Beyond that, though, the number is more difficult to parse. “Comparing face value and (actual) use is just bogus,” said Andy Sawyer, the state board’s assistant chief counsel. “But once you get through those exaggerated, phony numbers, it is true that streams are overcommitted.” Still, Sawyer said, water cutbacks are part of the bargain that more recent, “junior” users made to get water rights. “If you take the position that people should be allowed to use water when it’s there, you have to accept the consequence that people are going to have to cut back when it’s not,” he said. “The promise to deliver water doesn’t include a promise to make it rain.”

Late last month, a grower named Steve Dennis rolled his Ford alongside the Tehama-Colusa Canal. About 180 miles to the south, across the delta, lay the Westlands Water District, the most powerful farming stronghold in the San Joaquin Valley. Last year, Westlands received only 10 percent of its contracted water, and the district’s manager, Tom Birmingham, has been tirelessly fighting for more.

Dennis didn’t relish the notion, but he recognized that he and his neighbors soon might be squared off in court against Birmingham. Still, he said, “he doesn’t blame us for doing what we’re doing. He would do the same thing.”

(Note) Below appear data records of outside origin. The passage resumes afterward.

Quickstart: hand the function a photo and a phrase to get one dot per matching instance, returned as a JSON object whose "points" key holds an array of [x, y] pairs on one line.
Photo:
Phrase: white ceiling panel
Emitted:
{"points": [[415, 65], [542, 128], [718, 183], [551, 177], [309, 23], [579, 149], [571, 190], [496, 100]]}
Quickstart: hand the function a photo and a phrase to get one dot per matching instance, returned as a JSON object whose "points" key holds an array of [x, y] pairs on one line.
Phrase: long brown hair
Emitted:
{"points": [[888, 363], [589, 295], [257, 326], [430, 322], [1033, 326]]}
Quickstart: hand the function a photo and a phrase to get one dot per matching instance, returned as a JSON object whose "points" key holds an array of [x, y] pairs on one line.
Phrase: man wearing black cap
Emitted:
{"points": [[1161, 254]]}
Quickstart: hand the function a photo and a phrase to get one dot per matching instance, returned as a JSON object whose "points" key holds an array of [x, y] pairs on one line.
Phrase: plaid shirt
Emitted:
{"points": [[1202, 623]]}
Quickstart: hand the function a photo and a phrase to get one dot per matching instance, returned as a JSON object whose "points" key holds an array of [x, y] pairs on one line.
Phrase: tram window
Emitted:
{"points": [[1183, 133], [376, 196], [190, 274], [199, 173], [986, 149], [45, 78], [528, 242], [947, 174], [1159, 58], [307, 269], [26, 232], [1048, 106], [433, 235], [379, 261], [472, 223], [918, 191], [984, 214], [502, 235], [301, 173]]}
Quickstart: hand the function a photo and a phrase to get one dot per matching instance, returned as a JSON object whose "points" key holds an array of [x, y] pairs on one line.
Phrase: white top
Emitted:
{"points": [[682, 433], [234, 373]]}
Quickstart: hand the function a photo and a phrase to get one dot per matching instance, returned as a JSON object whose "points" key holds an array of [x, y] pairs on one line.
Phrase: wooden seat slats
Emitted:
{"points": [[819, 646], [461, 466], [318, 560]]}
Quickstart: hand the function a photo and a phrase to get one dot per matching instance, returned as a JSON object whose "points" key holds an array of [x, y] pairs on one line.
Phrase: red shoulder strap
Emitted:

As it happened, Birmingham has spent two weeks hunkered down in a federal courtroom in Fresno, arguing another case that seeks water for the farmers in his district. “Everyone is looking to challenge anything right now, because there’s a limited supply for everyone,” said Westlands spokeswoman Sarah Woolf. “Everyone is concerned about, ‘Are we going to get to next year?’ ”

But back alongside the canal, Dennis seemed to think the fight is as much about the clash of water needs over the long term as it is about making it through this year. “We’re just trying to get our share of what is left,” he said. “We have to protect ourselves, because if we don’t, they’re gonna take it. It’s that simple.” Local sources for local needs

In the early 1900s, Los Angeles water boss William Mulholland quietly bought up ranches and water rights in the Owens Valley and then “dewatered” the area by siphoning its water 223 miles to Southern California. The incident so haunted the collective California psyche that in the 1930s, the Legislature passed what has become known as the area-of-origin statute – essentially a guarantee that any area’s reasonable need for its own water will be met before water can be exported elsewhere.

That proviso proved crucial to persuading farmers in the Sacramento Valley to sign on to plans for the Central Valley Project, which taps water from the Sacramento River in large part for farms in the San Joaquin Valley. “The promise was, ‘Your local resources will go to meet your local needs before we export water,’ ” said Jeff Sutton, the general manager of the Tehama-Colusa Canal Authority. Now, after back-to-back years when Sacramento Valley farmers received just 40 percent of their water contracts while water was pumped south, Sutton said, “that promise is not being kept.”

Over three-quarters of a century, California has received enough water that the area-of-origin protections have for the most part languished on the books. “For years, it was kind of a dead letter,” said Joseph Sax, a professor emeritus of the UC Berkeley School of Law and one of the leading minds of California water law. “The only time people thought about them was in law school classes.”

The suit has the potential to reduce water deliveries to farms in the San Joaquin Valley, but it could ultimately threaten an ever bigger shakeup of California water. The Metropolitan Water District of Southern California, which supplies 19 million people in Los Angeles and San Diego, now gets about 60 percent of its water from areas in the northern half of the state that could be protected by the statute.